Equal pay for equal work should be more than a slogan. It should be reality. As New York City public advocate, I passed legislation to ban questions about salary history during the hiring process, which perpetuate gender-based pay disparities. From advocating for similar legislation statewide to creating a wage discrimination task force and taking legal action against any company that discriminates against workers, I will use the full weight of the Attorney General’s Office to fight the gender wage gap.
How does the national political environment affect the attorney general’s priorities?
- How would you evaluate when it is appropriate to challenge a federal policy initiative?
The test is whether a federal policy hurts New Yorkers, and in the age of Donald Trump, there are many, many policies that hurt residents of the Empire State. Repealing DACA, rolling back environmental regulations and the Affordable Care Act, loosening oversight of for-profit colleges, these are just some examples of policies that have a real, negative impact on our state. The attorney general has an obligation to fight back.
- Do you approve of the state attorney general’s active role in litigating against policies of the Trump administration?
Yes. Attorneys general across the country have shown that the law is the firmest pillar of our democracy—that it is the best way to stand up to Donald Trump’s harmful and possibly illegal policies. I look forward to joining them in defending our rights.
Can you share with Law Journal readers something they don’t know about you that reflects your life and career as a lawyer?
- Who would you look to as a role model for public service, especially in a legal or law enforcement capacity?
A few of my role models are Eleanor Holmes Norton, former Congress member Barbara Jordan, former Chief Judge Jonathan Lippman, Jane Bolin, and former Attorney General Robert Abrams, who endorsed my campaign earlier this month. Each of them served with independence, with respect for the law, and with a clear vision for progress, attributes which I aspire to every day, and which I hope to bring to the Attorney General’s Office.
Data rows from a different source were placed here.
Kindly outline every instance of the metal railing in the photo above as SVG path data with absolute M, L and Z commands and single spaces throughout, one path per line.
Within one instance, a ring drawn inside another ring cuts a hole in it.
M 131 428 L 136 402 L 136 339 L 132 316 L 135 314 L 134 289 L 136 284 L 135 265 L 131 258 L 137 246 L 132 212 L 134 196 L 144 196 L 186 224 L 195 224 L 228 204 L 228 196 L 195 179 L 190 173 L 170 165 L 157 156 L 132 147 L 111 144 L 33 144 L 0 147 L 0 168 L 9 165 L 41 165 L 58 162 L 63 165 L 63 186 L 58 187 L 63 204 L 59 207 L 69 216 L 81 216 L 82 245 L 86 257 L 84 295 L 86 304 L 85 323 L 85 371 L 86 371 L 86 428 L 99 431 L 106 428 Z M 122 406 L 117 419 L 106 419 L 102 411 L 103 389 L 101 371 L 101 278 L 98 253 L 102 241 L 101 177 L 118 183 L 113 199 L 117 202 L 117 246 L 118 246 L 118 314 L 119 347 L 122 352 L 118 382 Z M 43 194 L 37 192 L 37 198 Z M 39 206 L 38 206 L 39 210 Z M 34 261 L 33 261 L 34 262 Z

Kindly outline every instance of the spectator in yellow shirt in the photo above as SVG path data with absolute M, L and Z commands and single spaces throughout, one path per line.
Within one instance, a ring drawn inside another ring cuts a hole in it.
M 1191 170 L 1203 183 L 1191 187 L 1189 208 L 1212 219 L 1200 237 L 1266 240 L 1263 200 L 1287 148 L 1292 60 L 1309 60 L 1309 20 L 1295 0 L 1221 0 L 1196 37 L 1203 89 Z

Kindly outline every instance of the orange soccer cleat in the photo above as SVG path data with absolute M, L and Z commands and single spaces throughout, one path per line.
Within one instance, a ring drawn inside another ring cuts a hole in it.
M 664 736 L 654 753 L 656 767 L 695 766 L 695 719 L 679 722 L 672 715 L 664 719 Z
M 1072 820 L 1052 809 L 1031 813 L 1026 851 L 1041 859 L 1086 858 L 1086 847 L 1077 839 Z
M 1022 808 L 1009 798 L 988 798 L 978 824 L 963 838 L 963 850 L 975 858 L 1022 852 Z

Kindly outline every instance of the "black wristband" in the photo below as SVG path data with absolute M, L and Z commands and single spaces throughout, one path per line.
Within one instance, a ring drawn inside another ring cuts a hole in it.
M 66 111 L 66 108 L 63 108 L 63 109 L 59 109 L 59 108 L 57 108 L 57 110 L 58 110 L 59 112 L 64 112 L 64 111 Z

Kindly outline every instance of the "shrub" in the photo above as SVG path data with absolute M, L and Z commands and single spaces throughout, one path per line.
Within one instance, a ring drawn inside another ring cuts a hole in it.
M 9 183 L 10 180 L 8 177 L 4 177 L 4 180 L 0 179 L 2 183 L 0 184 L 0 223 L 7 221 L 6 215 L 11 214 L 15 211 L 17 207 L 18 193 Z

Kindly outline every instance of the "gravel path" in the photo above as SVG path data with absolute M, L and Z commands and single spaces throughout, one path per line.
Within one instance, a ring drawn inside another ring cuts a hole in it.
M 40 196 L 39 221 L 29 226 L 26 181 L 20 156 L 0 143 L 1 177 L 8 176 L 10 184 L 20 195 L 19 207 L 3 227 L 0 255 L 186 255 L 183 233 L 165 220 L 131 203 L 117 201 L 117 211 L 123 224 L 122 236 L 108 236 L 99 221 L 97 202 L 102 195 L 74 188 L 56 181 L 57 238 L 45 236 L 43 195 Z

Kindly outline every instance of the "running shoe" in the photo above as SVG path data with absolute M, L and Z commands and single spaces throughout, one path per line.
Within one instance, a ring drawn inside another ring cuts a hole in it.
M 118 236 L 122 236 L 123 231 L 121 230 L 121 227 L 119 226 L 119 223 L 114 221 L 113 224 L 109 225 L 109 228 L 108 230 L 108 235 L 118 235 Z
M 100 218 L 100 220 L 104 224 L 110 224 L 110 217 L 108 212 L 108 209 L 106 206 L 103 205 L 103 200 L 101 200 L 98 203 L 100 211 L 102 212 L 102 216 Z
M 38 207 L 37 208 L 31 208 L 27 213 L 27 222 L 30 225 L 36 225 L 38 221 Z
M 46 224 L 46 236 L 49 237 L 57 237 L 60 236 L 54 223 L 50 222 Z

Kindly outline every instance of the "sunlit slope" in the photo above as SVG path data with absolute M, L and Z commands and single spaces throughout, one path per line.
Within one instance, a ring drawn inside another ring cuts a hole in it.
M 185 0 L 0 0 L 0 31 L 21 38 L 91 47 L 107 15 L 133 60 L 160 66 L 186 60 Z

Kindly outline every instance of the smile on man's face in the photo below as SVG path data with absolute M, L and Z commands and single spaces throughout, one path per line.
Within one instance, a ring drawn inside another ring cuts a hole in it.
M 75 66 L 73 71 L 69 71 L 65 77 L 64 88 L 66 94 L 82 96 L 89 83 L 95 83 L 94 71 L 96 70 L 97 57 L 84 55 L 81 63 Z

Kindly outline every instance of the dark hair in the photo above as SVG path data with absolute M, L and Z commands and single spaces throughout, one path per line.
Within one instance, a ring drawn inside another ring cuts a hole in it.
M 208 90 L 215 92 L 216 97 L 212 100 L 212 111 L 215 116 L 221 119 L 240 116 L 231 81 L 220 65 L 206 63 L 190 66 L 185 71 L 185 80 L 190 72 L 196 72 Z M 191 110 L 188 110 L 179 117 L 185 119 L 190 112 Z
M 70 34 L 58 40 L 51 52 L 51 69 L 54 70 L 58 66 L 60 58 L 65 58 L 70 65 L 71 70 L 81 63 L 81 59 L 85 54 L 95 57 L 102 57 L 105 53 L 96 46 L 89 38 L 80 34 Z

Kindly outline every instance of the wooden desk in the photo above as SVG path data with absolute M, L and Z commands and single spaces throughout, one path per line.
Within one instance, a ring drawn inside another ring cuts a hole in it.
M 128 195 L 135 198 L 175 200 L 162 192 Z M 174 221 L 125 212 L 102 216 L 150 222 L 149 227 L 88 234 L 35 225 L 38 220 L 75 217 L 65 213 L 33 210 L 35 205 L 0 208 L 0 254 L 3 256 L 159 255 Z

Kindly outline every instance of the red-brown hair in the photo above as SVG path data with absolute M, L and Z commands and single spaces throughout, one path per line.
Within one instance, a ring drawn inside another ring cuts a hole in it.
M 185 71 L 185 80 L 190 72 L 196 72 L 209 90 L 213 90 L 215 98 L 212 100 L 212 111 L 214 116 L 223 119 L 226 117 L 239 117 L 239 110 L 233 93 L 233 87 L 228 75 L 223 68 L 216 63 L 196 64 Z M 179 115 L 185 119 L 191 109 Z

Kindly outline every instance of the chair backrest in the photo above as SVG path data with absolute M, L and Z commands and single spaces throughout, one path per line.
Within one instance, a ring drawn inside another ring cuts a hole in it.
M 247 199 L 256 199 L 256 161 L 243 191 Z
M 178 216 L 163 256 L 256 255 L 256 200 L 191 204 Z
- What lawyers have been the most important mentors in your career?
My most important mentors were my professors at Howard University School of Law. This is the institution which educated Thurgood Marshall and helped dismantle legalized segregation in the United States. There is a clear connection between Howard, Brown v. Board of Education, and the progress we have made—and are defending today. The school has deep roots in social justice, and our professors were adamant that they were training us to be engineers of social change. That mandate has stuck with me.
- Can you point to a case you have worked on as a lawyer that has shaped your outlook on the legal profession and the rule of law?
As a public defender, I saw firsthand how unfairly some New Yorkers are treated by our criminal justice system, and I saw that just because you cannot afford a fancy lawyer, you should not be afforded any less justice. These experiences stuck with me, and they informed my decision to serve the public.
One case that has stuck with me was representing an unaccompanied minor seeking asylum in the United States in 2015. At the time, I was calling on lawyers across New York City to work pro bono and represent unaccompanied minors, and I wanted to do my part as well. We were able to secure Special Immigrant Juvenile Status for him, and he now lives in New York with relatives. He just graduated from high school.